# Frogs & Toads > Dart Frogs (Dendrobatidae) > Beginner Discussion >  Dendrobates Auratus

## Wolst21LT

So i have decided to start raising money for a colony of Dendrobates Auratus, and i already have a 29 gallon aquarium. i was wondering if that is a good size, and i have a whole enclosure planned out i just need to start bulding it. if i put 4 of them in a 29, is that sufficient? should there be more or less of them in there?

----------


## Kurt

My understanding is there should be more males than females in the enclosure.

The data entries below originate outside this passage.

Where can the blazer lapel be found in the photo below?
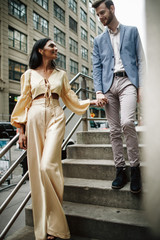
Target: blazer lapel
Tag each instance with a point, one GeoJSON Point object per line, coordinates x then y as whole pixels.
{"type": "Point", "coordinates": [122, 31]}
{"type": "Point", "coordinates": [108, 40]}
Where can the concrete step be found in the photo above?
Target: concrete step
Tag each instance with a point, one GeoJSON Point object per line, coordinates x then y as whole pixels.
{"type": "Point", "coordinates": [27, 233]}
{"type": "Point", "coordinates": [95, 151]}
{"type": "Point", "coordinates": [102, 137]}
{"type": "Point", "coordinates": [103, 223]}
{"type": "Point", "coordinates": [93, 169]}
{"type": "Point", "coordinates": [99, 192]}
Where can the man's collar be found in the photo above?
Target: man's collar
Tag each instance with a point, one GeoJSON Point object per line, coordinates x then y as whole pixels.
{"type": "Point", "coordinates": [117, 30]}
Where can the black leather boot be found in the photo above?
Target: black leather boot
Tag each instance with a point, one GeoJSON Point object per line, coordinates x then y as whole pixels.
{"type": "Point", "coordinates": [121, 178]}
{"type": "Point", "coordinates": [135, 185]}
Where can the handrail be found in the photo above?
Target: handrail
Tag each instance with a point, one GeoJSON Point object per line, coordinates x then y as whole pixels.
{"type": "Point", "coordinates": [23, 155]}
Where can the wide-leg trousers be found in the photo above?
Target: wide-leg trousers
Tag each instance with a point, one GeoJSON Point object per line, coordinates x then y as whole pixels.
{"type": "Point", "coordinates": [45, 131]}
{"type": "Point", "coordinates": [120, 112]}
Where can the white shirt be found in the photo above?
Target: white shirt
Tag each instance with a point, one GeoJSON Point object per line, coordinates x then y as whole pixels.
{"type": "Point", "coordinates": [115, 41]}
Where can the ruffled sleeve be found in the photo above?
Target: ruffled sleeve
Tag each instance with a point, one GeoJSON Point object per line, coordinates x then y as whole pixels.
{"type": "Point", "coordinates": [71, 100]}
{"type": "Point", "coordinates": [19, 114]}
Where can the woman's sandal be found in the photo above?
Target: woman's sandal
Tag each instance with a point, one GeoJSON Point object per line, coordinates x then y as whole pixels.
{"type": "Point", "coordinates": [50, 237]}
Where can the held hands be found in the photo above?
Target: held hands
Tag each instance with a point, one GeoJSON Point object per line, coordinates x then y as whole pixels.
{"type": "Point", "coordinates": [101, 99]}
{"type": "Point", "coordinates": [22, 138]}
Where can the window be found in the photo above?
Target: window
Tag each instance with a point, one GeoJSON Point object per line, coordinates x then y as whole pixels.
{"type": "Point", "coordinates": [92, 25]}
{"type": "Point", "coordinates": [91, 40]}
{"type": "Point", "coordinates": [59, 13]}
{"type": "Point", "coordinates": [59, 36]}
{"type": "Point", "coordinates": [40, 23]}
{"type": "Point", "coordinates": [84, 34]}
{"type": "Point", "coordinates": [84, 53]}
{"type": "Point", "coordinates": [73, 5]}
{"type": "Point", "coordinates": [42, 3]}
{"type": "Point", "coordinates": [16, 70]}
{"type": "Point", "coordinates": [83, 15]}
{"type": "Point", "coordinates": [73, 45]}
{"type": "Point", "coordinates": [72, 24]}
{"type": "Point", "coordinates": [84, 70]}
{"type": "Point", "coordinates": [17, 39]}
{"type": "Point", "coordinates": [99, 30]}
{"type": "Point", "coordinates": [92, 10]}
{"type": "Point", "coordinates": [61, 61]}
{"type": "Point", "coordinates": [17, 9]}
{"type": "Point", "coordinates": [73, 67]}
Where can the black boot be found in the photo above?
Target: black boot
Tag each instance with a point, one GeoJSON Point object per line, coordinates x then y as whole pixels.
{"type": "Point", "coordinates": [121, 178]}
{"type": "Point", "coordinates": [135, 180]}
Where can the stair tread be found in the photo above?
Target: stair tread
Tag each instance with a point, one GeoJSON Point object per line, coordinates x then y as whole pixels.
{"type": "Point", "coordinates": [94, 162]}
{"type": "Point", "coordinates": [91, 183]}
{"type": "Point", "coordinates": [108, 214]}
{"type": "Point", "coordinates": [98, 145]}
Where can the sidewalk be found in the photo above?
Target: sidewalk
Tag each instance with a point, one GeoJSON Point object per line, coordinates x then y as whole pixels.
{"type": "Point", "coordinates": [6, 189]}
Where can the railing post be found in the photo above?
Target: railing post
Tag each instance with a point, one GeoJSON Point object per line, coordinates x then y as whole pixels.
{"type": "Point", "coordinates": [83, 97]}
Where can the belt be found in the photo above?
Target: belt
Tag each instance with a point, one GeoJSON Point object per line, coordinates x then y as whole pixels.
{"type": "Point", "coordinates": [120, 74]}
{"type": "Point", "coordinates": [54, 96]}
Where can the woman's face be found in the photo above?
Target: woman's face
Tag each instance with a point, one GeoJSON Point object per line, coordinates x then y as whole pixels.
{"type": "Point", "coordinates": [50, 50]}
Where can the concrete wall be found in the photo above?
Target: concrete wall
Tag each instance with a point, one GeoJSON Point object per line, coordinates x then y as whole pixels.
{"type": "Point", "coordinates": [152, 113]}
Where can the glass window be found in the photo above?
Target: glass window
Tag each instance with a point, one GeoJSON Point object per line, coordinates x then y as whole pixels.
{"type": "Point", "coordinates": [59, 13]}
{"type": "Point", "coordinates": [84, 53]}
{"type": "Point", "coordinates": [73, 5]}
{"type": "Point", "coordinates": [91, 40]}
{"type": "Point", "coordinates": [72, 24]}
{"type": "Point", "coordinates": [16, 70]}
{"type": "Point", "coordinates": [84, 34]}
{"type": "Point", "coordinates": [59, 36]}
{"type": "Point", "coordinates": [17, 9]}
{"type": "Point", "coordinates": [73, 45]}
{"type": "Point", "coordinates": [42, 3]}
{"type": "Point", "coordinates": [83, 15]}
{"type": "Point", "coordinates": [61, 61]}
{"type": "Point", "coordinates": [99, 30]}
{"type": "Point", "coordinates": [92, 25]}
{"type": "Point", "coordinates": [40, 23]}
{"type": "Point", "coordinates": [17, 39]}
{"type": "Point", "coordinates": [92, 10]}
{"type": "Point", "coordinates": [73, 66]}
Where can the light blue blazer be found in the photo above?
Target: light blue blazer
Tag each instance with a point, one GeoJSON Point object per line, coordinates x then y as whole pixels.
{"type": "Point", "coordinates": [131, 53]}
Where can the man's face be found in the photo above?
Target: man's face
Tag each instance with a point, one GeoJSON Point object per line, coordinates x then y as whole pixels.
{"type": "Point", "coordinates": [105, 15]}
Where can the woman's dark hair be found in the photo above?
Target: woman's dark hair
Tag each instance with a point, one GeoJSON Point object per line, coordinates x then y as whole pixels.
{"type": "Point", "coordinates": [108, 3]}
{"type": "Point", "coordinates": [35, 57]}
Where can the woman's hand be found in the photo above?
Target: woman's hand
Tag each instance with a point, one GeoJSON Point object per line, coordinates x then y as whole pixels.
{"type": "Point", "coordinates": [98, 103]}
{"type": "Point", "coordinates": [22, 138]}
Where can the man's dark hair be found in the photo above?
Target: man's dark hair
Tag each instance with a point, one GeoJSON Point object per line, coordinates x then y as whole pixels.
{"type": "Point", "coordinates": [35, 57]}
{"type": "Point", "coordinates": [108, 3]}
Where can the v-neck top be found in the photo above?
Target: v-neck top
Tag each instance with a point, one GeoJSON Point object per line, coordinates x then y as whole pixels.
{"type": "Point", "coordinates": [33, 84]}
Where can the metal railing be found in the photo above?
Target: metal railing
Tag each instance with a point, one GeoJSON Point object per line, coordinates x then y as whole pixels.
{"type": "Point", "coordinates": [84, 119]}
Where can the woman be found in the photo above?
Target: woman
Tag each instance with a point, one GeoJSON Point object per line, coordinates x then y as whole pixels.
{"type": "Point", "coordinates": [42, 124]}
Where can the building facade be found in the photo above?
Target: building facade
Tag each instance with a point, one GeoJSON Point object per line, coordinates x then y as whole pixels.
{"type": "Point", "coordinates": [72, 24]}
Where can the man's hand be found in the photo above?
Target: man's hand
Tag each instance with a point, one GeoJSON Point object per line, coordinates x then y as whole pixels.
{"type": "Point", "coordinates": [22, 138]}
{"type": "Point", "coordinates": [101, 99]}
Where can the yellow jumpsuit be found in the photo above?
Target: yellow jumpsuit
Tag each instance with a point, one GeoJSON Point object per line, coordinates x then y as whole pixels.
{"type": "Point", "coordinates": [45, 127]}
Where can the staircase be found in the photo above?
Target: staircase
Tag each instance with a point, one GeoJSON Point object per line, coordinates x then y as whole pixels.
{"type": "Point", "coordinates": [93, 209]}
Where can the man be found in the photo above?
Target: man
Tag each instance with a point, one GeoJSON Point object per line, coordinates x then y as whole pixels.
{"type": "Point", "coordinates": [118, 69]}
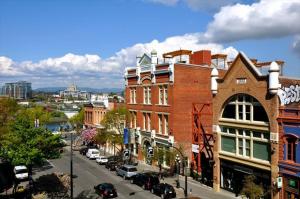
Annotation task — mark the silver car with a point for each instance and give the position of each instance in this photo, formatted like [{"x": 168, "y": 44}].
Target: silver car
[{"x": 126, "y": 171}]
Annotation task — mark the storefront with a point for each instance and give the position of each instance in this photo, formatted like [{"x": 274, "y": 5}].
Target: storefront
[
  {"x": 233, "y": 175},
  {"x": 289, "y": 127}
]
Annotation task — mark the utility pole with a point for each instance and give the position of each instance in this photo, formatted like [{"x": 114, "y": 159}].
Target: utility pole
[{"x": 71, "y": 165}]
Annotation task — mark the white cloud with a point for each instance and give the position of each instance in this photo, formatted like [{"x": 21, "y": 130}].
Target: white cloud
[
  {"x": 205, "y": 5},
  {"x": 8, "y": 67},
  {"x": 264, "y": 19},
  {"x": 165, "y": 2},
  {"x": 89, "y": 70},
  {"x": 208, "y": 5}
]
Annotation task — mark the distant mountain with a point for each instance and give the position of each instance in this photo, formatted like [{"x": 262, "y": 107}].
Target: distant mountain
[{"x": 91, "y": 90}]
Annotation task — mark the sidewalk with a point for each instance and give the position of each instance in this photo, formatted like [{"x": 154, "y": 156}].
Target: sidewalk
[{"x": 194, "y": 188}]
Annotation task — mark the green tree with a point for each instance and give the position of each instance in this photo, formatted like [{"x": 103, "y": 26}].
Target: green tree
[
  {"x": 8, "y": 110},
  {"x": 25, "y": 144},
  {"x": 78, "y": 120},
  {"x": 251, "y": 189}
]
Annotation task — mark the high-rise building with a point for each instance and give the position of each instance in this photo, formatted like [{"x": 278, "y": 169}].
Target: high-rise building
[{"x": 17, "y": 90}]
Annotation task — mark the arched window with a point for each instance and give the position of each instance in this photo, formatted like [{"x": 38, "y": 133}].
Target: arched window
[
  {"x": 244, "y": 141},
  {"x": 243, "y": 107},
  {"x": 290, "y": 142}
]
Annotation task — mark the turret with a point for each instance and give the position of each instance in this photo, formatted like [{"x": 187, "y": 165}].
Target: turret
[
  {"x": 274, "y": 78},
  {"x": 214, "y": 85}
]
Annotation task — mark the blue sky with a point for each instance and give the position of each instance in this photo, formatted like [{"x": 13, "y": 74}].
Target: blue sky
[{"x": 90, "y": 42}]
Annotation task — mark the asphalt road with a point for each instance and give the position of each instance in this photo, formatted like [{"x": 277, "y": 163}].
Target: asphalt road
[{"x": 87, "y": 173}]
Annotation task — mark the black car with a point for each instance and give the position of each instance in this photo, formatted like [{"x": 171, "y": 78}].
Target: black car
[
  {"x": 145, "y": 180},
  {"x": 83, "y": 151},
  {"x": 111, "y": 165},
  {"x": 106, "y": 190},
  {"x": 164, "y": 190}
]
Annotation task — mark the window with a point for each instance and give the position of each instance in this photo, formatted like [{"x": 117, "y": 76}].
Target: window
[
  {"x": 244, "y": 108},
  {"x": 163, "y": 95},
  {"x": 160, "y": 124},
  {"x": 149, "y": 122},
  {"x": 134, "y": 119},
  {"x": 166, "y": 125},
  {"x": 147, "y": 95},
  {"x": 291, "y": 149},
  {"x": 228, "y": 144},
  {"x": 144, "y": 121},
  {"x": 248, "y": 143},
  {"x": 133, "y": 96}
]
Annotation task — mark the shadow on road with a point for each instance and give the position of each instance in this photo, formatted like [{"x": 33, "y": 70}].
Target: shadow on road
[
  {"x": 87, "y": 194},
  {"x": 54, "y": 185},
  {"x": 46, "y": 166}
]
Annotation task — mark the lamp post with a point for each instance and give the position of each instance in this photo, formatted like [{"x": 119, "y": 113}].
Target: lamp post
[
  {"x": 71, "y": 163},
  {"x": 183, "y": 165}
]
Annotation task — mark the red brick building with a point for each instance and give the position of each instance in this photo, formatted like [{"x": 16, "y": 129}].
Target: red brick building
[
  {"x": 289, "y": 131},
  {"x": 165, "y": 100}
]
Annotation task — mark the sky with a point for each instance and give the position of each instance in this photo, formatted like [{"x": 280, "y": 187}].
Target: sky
[{"x": 54, "y": 43}]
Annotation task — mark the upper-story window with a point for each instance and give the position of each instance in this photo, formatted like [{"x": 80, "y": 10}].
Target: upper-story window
[
  {"x": 246, "y": 143},
  {"x": 243, "y": 107},
  {"x": 133, "y": 122},
  {"x": 132, "y": 95},
  {"x": 147, "y": 121},
  {"x": 166, "y": 126},
  {"x": 163, "y": 124},
  {"x": 291, "y": 148},
  {"x": 147, "y": 95},
  {"x": 163, "y": 95},
  {"x": 160, "y": 124}
]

As how many can live in there comfortably, I would say at least 3, maybe more, but then again I am no expert on this species.

----------


## Wolst21LT

okay so ill put 4 or 5 in there, but its going to be a vivarium. so how would i be able to clean it? should i just pick up the waste and change out the food dish daily, and then just clean it out every 6 months? i read that on a website but i just wanted to make sure that was okay to do.

----------


## Paul Rust

*If you build a proper vivarium you will not have to clean it at all except to keep the glass clean. I change out the moss sometimes because it gets a little sour but that's about it.** I would not put more than 4 in a 29g to start with because you will most likely get unsexed froglets. See what you end up with and then buy a couple more of what you need.  Do your homework and make sure you have temp and humidity under control before you buy frogs. I always let my dart setups age for at least a month after everything is working properly and within tolerances. You don't want to be adjusting things with new frogs in there.*

----------


## Wolst21LT

Sure thing. i have it all planned out with a fogger and everything. I always let my tank cycle for at least a 2 weeks before buying any type of frog.

----------


## Paul Rust

> Sure thing. i have it all planned out with a fogger and everything. I always let my tank cycle for at least a 2 weeks before buying any type of frog.


 *Sounds like you have a good plan. If you need any help just ask.*  :Big Applause:

----------